Designing data visualizations

Designing data visualization book cover

Noah Iliinsky and O’Reilly were kind enough to send me one review copy of Noah’s book and who says review copy says review, so here goes.

We need more introductory books to data visualization.

I’ve had several discussions with data visualization colleagues who feel that there are too many books already. I strongly believe otherwise.

As of this writing, there are 59 books tagged data visualization on Amazon, versus well over a thousand for Java (for example). And on those 59, I would say about a dozen qualify as introductory. Here are 3 reasons why introductory books are important.

  • You only need to know a little to start making effective visualizations. A small book won’t teach you all there is to know about visualization, but you don’t need that to get off to a good start. A lot of this has to do with asking yourself the right questions. But this is a very unnatural thing to do, especially when you feel you can do stuff. Fortunately, even a short book can help you to pause and think.
  • An effective visualization is not harder to make than a poor one. Well, actually it is, really good visualizations are built after many iterations on one promising concept. But the point is, a lot of efforts and ressources can go into abyssmal visualizations. If you are in a position to buy visualization, having even basic knowledge of how data visualization works can prevent you from wasting your money.
  • There are many approaches to visualization. The right introductory book will be the one that resonates with you. Some people who are interested in this love to code, some are afraid of programming. Some are accomplished visual artists, some don’t know to draw. Some have specific needs (business dashboards, presentations, interactive web applications, etc.).

Where does designing data visualizations fit?

Designing Data Visualizations is a very short book – the advantage is that you can read this in a couple of hours. It’s perfect for a train or plane trip for instance. The format of the book (23 x 17.5 cm, flexible paperback) makes it easy to carry and read anywhere. And it’s an easy read – you won’t need to put down the book every few pages to make sure you understood.

The flipside of this is that you won’t learn any actionable skills from the book. The book is never trying to teach you to make things : this is explicitly outside of its scope. What is does is make you think on how to do stuff. It makes you consider the choices you make.

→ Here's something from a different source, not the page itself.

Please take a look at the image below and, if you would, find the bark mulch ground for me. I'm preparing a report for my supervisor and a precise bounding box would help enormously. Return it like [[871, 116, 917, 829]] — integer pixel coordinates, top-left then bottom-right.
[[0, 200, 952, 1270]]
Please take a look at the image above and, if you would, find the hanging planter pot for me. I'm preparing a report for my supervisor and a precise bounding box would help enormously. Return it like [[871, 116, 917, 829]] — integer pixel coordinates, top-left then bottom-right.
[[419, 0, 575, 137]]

So you’re making a visualization. Does your choice of representation makes sense? how about your colors? placement? If you’re not confident that you know the answer to this kind of questions you must read the book right now; else, you won’t be able to improve your work. And again that is what successful designers do – iterate and improve, again and again and again.

As a non-native speaker of English one reason why I enjoy reading introductory books is for their excellent formulation of things. You know, there are those things you have a vague idea of, and the writer puts the exact words on it. So I’ll go ahead and quote my favorite paragraph :

Consult [your goal] when you are about to be seduced by the siren song of circular layouts, the allure of extra data, the false prophet of “because I can”. These are distractions on your journey. As Bruce Lee would say, “It is like a finger pointing a way to the moon. Don’t concentrate on the finger or you will miss all that heavenly glory”.

Who is this book for?

I think the people who would benefit the most from the books fall in two categories:

  1. Those who know absolutely nothing about visualization but have some interest in the subject. And the subset of those who don’t really have time to find out all about it (think: your client, your n+2 boss). They will appreciate that there is a real take-out value in such a short book.
  2. Those who can create visualization because for instance they are coders, designers, excel users etc. and who see data visualization as a byproduct of their activity, so they never really asked themselves those questions. And among those, I’m thinking mostly of coders. Noah and I met at last year’s Strata conference which is also attended by the cream of the crop of the data scientists. I was surprised to see that some of them, despite being able to harness huge quantity of data, were severely limited in their visualization options because they never had an opportunity to learn. These people who are already at ease with the tool will see their activity supercharged thanks to the book.
For a data practitioner who has already an interest in theory I won’t lie to you – reading the book will feel like patting yourself on the back and there will be little you will learn. But consider, for instance, giving copies to your customers and think of all the fruitless discussions that will  this will save you in the course of a project.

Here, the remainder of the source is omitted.